They help aid our body in being healthy and promoting cell growth.
“Phytonutrients are the magic that goes on inside the plants and they exist only when produce are really fresh and alive because after 48 hours the phytonutrients drop off a cliff,” Farmer Jay said.
The Kids’ Food Basket Farm grows more than 30 types of vegetables and fruits. Farmer Jay has made it his mission to educate the community on the best ways to grow, prepare and eat these nutrient-rich foods while they are alive.
“Grocery store food looks beautiful and it looks fresh, but it takes two weeks sometimes to get there and the phytonutrients are all but gone,” he said. “There is still some, but whenever there is a chance to support and eat fresh seasonal and local food, that is best for our bodies.”
Jason’s passion for eating healthy is contagious and in his months at Kids’ Food Basket he has spread his joy to the many Grow initiatives he has been a part of.
The goal of his work is to always inspire.
“I get to spread knowledge of what I have learned over the years. Even if a couple of people get inspired to grow a garden that did not before, that would really make my life,” he said.
This year Farmer Jay helped assemble Kids’ Food Basket’s inaugural Community Shared Agriculture (CSA) program.
During CSA pickup, Farmer Jay takes the time to talk to each individual share member to have conversations of meal ideas, future harvests and farming Q & A’s to bring excitement to the community about fresh, healthy, nutritious food.
But at the root of the program comes the fulfillment of donating produce to community partners that serve families in need.
In July alone, Kids’ Food Basket donated over 8,500 servings of produce to the Community Food Club in Grand Rapids.
“I get to grow food for people who need it,” he said. “What is amazing is that sometimes these people are so used to the food they get out of the grocery stores that when you expose them to something as fresh as what comes out of our field, they are just blown away.”

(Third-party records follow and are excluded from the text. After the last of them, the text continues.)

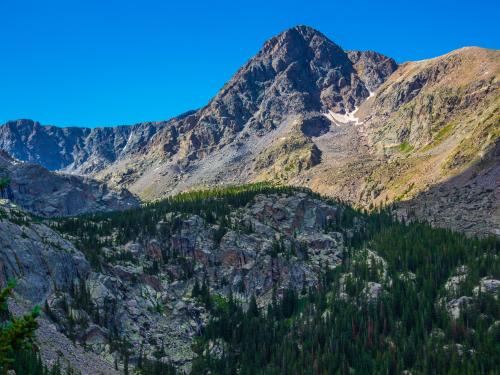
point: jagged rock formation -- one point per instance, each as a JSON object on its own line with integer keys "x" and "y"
{"x": 44, "y": 264}
{"x": 52, "y": 194}
{"x": 428, "y": 136}
{"x": 353, "y": 124}
{"x": 275, "y": 242}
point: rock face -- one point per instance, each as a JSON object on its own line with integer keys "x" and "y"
{"x": 297, "y": 74}
{"x": 44, "y": 264}
{"x": 275, "y": 242}
{"x": 52, "y": 194}
{"x": 353, "y": 124}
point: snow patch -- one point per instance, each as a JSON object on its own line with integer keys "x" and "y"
{"x": 346, "y": 118}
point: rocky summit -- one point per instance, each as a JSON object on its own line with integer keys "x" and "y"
{"x": 299, "y": 223}
{"x": 302, "y": 111}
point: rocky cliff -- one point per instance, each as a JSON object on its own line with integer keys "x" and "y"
{"x": 348, "y": 124}
{"x": 46, "y": 193}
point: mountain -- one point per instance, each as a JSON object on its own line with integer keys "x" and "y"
{"x": 234, "y": 280}
{"x": 46, "y": 193}
{"x": 304, "y": 112}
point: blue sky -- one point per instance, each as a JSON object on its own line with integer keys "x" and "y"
{"x": 110, "y": 62}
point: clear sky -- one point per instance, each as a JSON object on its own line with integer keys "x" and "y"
{"x": 110, "y": 62}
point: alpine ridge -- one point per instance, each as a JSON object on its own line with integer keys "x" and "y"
{"x": 302, "y": 111}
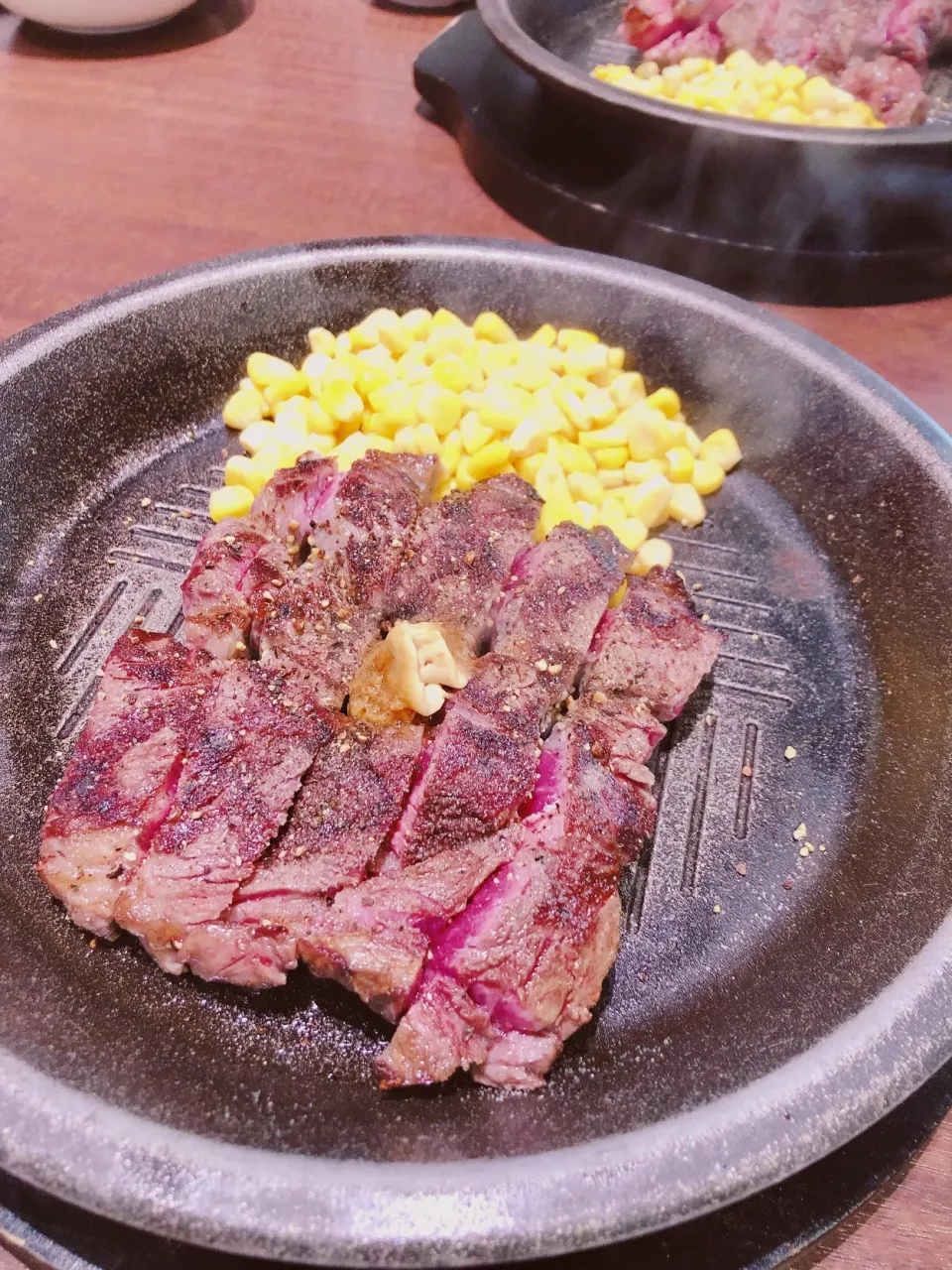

Volunteers are another avenue where Farmer Jay is educating the community. The minimum age to harvest is five years old, so he sets a goal is to convert picky-eaters into vegetable lovers.
“Food off the farm has the most robust flavor,” he said. “Say with carrots, it might be a little ugly looking or have a bug bite out of it, but it will be the best-tasting carrot you will ever get.”
“That is the best way to get kids to try vegetables. If you have them go pick that carrot themselves right out off the plant while it is still alive and the juices are still flowing inside of it then they love it.”
Farmer Jay has made an amazing impact in the community during his time at Kids’ Food Basket.
And through the community learning to love farming and eating healthy – the life of Farmer Jay is equally impacted.
“I get to be my true self. I absolutely love it,” he said. “Coming to Kids’ Food Basket has blossomed that for me.”